The Preda charity in Olongapo has social workers caring for them as resources and circumstances allow. They are emaciated; they suffer cuts and wounds that quickly become infected in the putrid green slime of the stagnant estuary.
If the American fathers would know of the suffering of the children they abandoned, I am sure they would have done more to help them. Responsibility rests with the local governments too-the cities of Olongapo and Angeles provided the sex bars and the young girls, some only nine years old.
Many street children and Fil-Am children have been helped over the years by the Preda charity in Olongapo. Fil-Am children get scholarships and job placements, while the street kids get non-formal education, food clothes, and legal assistance when they are jailed.
The 30th anniversary of the end of the Vietnam war was celebrated, recently but the legacy of the United States lives on in the children left behind, especially in the Philippines where the American troops came for rest and recreation.
Bernardo is just of the estimated three to five thousand Fil-Am children throughout the Philippines. His mother was a bar girl at the California Jam club and lived in with a US sailor. She was 15 years old. When the base closed, the sailor abandoned her and her baby, Bernard. Her hopes and dreams of marrying and going to America were shattered. In desperation she left Bernardo with a family in the Olongapo slums. They couldn't sell him, so he grew up unloved and unwanted. He joined the street kids soon after he dropped out of fourth grade. He has been rescued by Preda and helped to start again.
What these children need urgently is a home where they can feel wanted, respected, affirmed and educated in dignity and given a future away from the streets. Few have seen the cruel conditions and subhuman lives of these children who have run away to escape abuse and harsh treatment only to end up in the hovels that totter on the banks of the estuary and stinking canals.
We need a new home for them and the ideal location is an abandoned building in Castilljos, Zambales, near our main center.
The street children need this home, and we asked Gov. Vic Magsaysay and the Zambales provincial government to give us the use of the abandoned buildings in Castillejos that were given to the province by the Pinatubo Foundation.
We are offering to raise the funds to renovate the property and make it a home, provide the staff and full support, and invest in livelihood training and employment for locals at the compound. The province has yet to respond to this urgent need for development and employment that we can help create.
To help the Fil-Am children, I connected with a US lawyer willing to file a class action suit for the mothers and children against the US government in the Washington-based International Court of Complaints. The court case was a sensation at the time in America.

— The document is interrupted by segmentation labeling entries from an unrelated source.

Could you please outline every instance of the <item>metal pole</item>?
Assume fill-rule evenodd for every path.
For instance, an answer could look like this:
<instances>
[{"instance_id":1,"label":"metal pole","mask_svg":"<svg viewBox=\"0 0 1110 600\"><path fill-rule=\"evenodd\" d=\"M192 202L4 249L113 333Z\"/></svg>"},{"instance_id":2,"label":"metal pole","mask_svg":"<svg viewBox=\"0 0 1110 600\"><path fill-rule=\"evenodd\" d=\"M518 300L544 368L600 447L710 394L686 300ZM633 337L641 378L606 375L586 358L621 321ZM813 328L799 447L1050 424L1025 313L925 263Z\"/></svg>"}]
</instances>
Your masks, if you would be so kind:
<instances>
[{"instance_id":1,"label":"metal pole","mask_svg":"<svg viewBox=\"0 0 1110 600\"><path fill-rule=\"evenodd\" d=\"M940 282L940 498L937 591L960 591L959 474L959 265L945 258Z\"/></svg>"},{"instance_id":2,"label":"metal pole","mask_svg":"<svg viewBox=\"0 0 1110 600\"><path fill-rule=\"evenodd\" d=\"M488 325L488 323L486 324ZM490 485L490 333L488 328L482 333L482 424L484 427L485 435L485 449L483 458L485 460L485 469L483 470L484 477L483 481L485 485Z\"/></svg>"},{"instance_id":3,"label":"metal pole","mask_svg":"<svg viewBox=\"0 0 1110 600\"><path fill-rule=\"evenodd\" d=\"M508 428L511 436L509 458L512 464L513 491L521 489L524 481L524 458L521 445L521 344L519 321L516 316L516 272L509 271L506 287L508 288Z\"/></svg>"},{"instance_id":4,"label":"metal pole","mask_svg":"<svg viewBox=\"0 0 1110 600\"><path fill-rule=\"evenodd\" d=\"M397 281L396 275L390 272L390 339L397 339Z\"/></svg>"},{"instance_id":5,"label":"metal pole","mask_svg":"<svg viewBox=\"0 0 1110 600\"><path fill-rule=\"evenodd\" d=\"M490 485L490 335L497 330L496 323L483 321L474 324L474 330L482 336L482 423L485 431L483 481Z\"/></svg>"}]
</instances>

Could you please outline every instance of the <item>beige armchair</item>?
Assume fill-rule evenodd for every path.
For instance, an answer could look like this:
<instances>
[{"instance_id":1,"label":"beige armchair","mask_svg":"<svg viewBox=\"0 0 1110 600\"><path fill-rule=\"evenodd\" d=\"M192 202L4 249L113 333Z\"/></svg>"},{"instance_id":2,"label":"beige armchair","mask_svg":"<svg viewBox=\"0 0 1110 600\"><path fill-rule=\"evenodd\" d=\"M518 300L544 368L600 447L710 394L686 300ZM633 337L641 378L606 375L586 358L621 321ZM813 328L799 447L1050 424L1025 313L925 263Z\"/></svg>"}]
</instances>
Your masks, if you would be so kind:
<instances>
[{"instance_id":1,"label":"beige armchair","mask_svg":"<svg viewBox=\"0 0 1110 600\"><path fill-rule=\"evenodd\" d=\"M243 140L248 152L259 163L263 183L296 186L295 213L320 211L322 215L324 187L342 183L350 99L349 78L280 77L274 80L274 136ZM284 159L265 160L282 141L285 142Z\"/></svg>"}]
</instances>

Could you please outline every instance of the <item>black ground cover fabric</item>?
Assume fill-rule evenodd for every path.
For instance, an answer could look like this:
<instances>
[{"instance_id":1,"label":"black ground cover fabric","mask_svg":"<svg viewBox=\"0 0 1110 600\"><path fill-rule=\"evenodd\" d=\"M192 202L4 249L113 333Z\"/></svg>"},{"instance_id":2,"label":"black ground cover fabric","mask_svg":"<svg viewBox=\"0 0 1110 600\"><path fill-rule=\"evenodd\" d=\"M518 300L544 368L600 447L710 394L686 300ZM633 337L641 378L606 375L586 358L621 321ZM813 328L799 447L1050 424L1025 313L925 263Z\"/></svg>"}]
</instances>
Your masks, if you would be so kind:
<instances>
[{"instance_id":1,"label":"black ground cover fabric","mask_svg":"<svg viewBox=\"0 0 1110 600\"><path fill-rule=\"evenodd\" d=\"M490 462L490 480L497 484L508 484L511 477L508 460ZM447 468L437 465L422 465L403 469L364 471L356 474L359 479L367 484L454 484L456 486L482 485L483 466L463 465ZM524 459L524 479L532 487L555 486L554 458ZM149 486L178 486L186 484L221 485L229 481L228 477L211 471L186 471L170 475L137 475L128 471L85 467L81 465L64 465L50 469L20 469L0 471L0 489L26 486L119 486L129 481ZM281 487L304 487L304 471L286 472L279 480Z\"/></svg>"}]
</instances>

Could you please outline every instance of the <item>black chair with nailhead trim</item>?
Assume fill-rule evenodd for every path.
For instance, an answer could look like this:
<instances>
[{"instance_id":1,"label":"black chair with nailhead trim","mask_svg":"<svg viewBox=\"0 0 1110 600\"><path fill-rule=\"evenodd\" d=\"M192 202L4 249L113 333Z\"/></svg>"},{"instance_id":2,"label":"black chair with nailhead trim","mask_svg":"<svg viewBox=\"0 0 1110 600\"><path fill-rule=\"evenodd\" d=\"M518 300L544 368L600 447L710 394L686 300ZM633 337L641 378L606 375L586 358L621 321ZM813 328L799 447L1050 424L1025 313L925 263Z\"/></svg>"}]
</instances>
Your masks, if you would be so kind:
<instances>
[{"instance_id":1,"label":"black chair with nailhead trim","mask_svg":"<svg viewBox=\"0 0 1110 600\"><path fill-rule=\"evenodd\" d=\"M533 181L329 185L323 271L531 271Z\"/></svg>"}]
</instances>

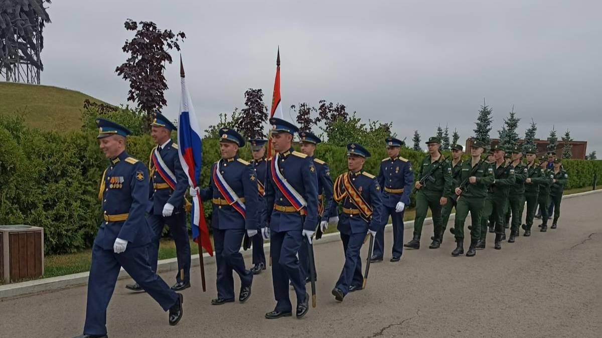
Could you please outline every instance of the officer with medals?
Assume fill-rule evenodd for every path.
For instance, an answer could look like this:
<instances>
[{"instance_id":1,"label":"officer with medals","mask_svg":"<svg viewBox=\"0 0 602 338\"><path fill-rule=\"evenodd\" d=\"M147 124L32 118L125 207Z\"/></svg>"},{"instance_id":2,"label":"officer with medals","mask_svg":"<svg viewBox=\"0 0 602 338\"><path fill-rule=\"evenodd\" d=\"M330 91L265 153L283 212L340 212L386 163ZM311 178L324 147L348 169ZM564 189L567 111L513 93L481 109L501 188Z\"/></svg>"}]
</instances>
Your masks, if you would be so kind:
<instances>
[{"instance_id":1,"label":"officer with medals","mask_svg":"<svg viewBox=\"0 0 602 338\"><path fill-rule=\"evenodd\" d=\"M461 173L460 169L462 167L462 155L464 153L464 148L460 144L452 144L451 148L452 159L448 161L448 164L452 168L452 182L453 183L452 186L455 188L456 186L459 186L461 183L460 181ZM440 246L443 242L443 235L447 227L450 215L452 214L452 208L457 206L456 202L456 200L448 198L447 203L441 208L441 235L439 237L438 243L433 243L435 246ZM479 225L479 226L480 226ZM433 240L434 241L434 237Z\"/></svg>"},{"instance_id":2,"label":"officer with medals","mask_svg":"<svg viewBox=\"0 0 602 338\"><path fill-rule=\"evenodd\" d=\"M315 174L318 177L318 216L320 221L320 232L323 233L328 229L328 210L332 205L332 179L328 164L314 157L316 145L322 141L318 137L309 131L299 133L301 152L314 161ZM301 265L301 277L305 277L305 282L310 280L309 262L307 245L301 245L299 250L299 263ZM316 277L316 276L314 276Z\"/></svg>"},{"instance_id":3,"label":"officer with medals","mask_svg":"<svg viewBox=\"0 0 602 338\"><path fill-rule=\"evenodd\" d=\"M483 200L487 194L487 187L494 180L493 169L481 159L484 148L483 142L478 140L475 141L471 146L470 159L463 162L459 168L460 176L454 190L457 196L456 218L453 229L450 229L457 243L456 248L452 252L452 256L455 257L464 253L464 222L468 212L470 212L472 225L470 227L470 246L466 256L472 257L477 254L477 244L481 238L480 222Z\"/></svg>"},{"instance_id":4,"label":"officer with medals","mask_svg":"<svg viewBox=\"0 0 602 338\"><path fill-rule=\"evenodd\" d=\"M550 188L550 197L554 203L554 220L550 229L555 229L558 226L558 218L560 217L562 192L568 182L568 174L562 168L562 161L559 158L554 159L554 168L550 170L550 173L553 176L552 185Z\"/></svg>"},{"instance_id":5,"label":"officer with medals","mask_svg":"<svg viewBox=\"0 0 602 338\"><path fill-rule=\"evenodd\" d=\"M169 324L179 322L184 297L150 268L147 254L151 231L144 218L148 203L148 171L125 151L130 131L114 122L96 119L100 148L110 160L101 181L99 198L104 221L92 247L84 334L79 338L107 337L107 307L122 267L164 310Z\"/></svg>"},{"instance_id":6,"label":"officer with medals","mask_svg":"<svg viewBox=\"0 0 602 338\"><path fill-rule=\"evenodd\" d=\"M545 181L544 169L540 168L536 163L535 149L527 149L527 177L525 178L525 200L527 201L527 215L525 218L525 224L523 225L523 230L525 230L523 235L526 237L531 236L531 227L533 226L533 219L535 216L535 209L537 207L538 195L539 193L539 184Z\"/></svg>"},{"instance_id":7,"label":"officer with medals","mask_svg":"<svg viewBox=\"0 0 602 338\"><path fill-rule=\"evenodd\" d=\"M296 315L305 315L309 295L297 259L301 245L311 242L318 224L318 179L314 161L293 149L299 129L281 118L270 119L276 154L268 160L265 201L270 227L270 253L276 307L268 319L292 315L288 295L290 281L297 296Z\"/></svg>"},{"instance_id":8,"label":"officer with medals","mask_svg":"<svg viewBox=\"0 0 602 338\"><path fill-rule=\"evenodd\" d=\"M362 289L364 277L359 251L366 235L375 236L384 223L378 180L364 171L364 164L370 153L357 143L347 144L347 149L349 171L337 177L334 188L335 201L343 207L337 229L345 252L345 264L332 289L332 295L338 301L343 301L348 293Z\"/></svg>"},{"instance_id":9,"label":"officer with medals","mask_svg":"<svg viewBox=\"0 0 602 338\"><path fill-rule=\"evenodd\" d=\"M385 140L389 157L380 162L378 183L382 187L383 225L376 232L371 262L382 262L385 247L385 226L391 216L393 223L393 245L391 262L399 262L403 253L403 211L410 204L414 183L412 164L399 156L402 141L393 137Z\"/></svg>"},{"instance_id":10,"label":"officer with medals","mask_svg":"<svg viewBox=\"0 0 602 338\"><path fill-rule=\"evenodd\" d=\"M429 155L423 159L419 168L418 180L414 183L418 191L416 193L416 217L414 219L414 238L403 245L412 249L420 248L420 236L422 226L426 218L429 208L433 214L433 238L438 239L441 233L441 206L447 203L447 197L452 195L452 168L450 168L445 156L439 150L441 140L438 137L429 138L426 144ZM430 248L439 247L431 243Z\"/></svg>"},{"instance_id":11,"label":"officer with medals","mask_svg":"<svg viewBox=\"0 0 602 338\"><path fill-rule=\"evenodd\" d=\"M190 242L184 210L188 178L180 164L178 145L170 137L176 126L159 112L155 113L150 126L150 136L157 146L150 152L149 163L150 198L146 212L154 245L149 250L149 260L156 272L159 242L163 227L167 224L176 244L178 259L176 284L172 289L178 291L190 287ZM126 285L126 287L134 291L144 290L138 283Z\"/></svg>"},{"instance_id":12,"label":"officer with medals","mask_svg":"<svg viewBox=\"0 0 602 338\"><path fill-rule=\"evenodd\" d=\"M523 150L517 146L512 148L512 162L510 165L514 168L514 176L516 182L510 187L508 195L508 202L510 204L510 212L512 214L512 223L510 228L510 238L508 243L514 243L517 237L520 235L519 229L521 220L523 220L523 211L525 205L525 180L527 179L528 169L523 164ZM507 216L506 216L507 218Z\"/></svg>"},{"instance_id":13,"label":"officer with medals","mask_svg":"<svg viewBox=\"0 0 602 338\"><path fill-rule=\"evenodd\" d=\"M220 129L222 159L211 165L209 185L199 192L203 200L213 203L217 298L211 300L211 305L234 301L232 271L240 278L238 301L244 303L251 295L253 272L244 266L240 245L245 234L250 238L257 235L260 206L257 175L248 162L238 158L238 149L244 143L236 131Z\"/></svg>"},{"instance_id":14,"label":"officer with medals","mask_svg":"<svg viewBox=\"0 0 602 338\"><path fill-rule=\"evenodd\" d=\"M253 268L251 272L254 275L258 275L265 269L265 253L263 250L264 239L268 239L265 231L265 179L267 175L267 161L265 160L265 147L267 140L255 139L249 140L250 144L251 167L257 174L257 191L259 192L259 209L257 213L258 227L262 230L261 236L253 236L252 238L253 247Z\"/></svg>"}]
</instances>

The court decided that the women were engaged in illegal activity (prostitution) and had no right to bring a lawsuit because of that. The men were not held responsible.
Unlike other Amerasian children in Vietnam and Korea, Filipino children were discriminated against by being denied US citizenship. Most American fathers never recognized or acknowledged their son or daughter. This is another heartbreak and painful injustice and there is no way to prove it except by DNA testing to which none will agree to undergo.
Every child has the right to a father and an identity. It is the most natural thing in the world, but one denied to so many children. We can help change that and challenge both Governor Magsaysay and the Provincial Board to help and ask America to look once again into plight of the Fil-Am children and recognize them as their own, too.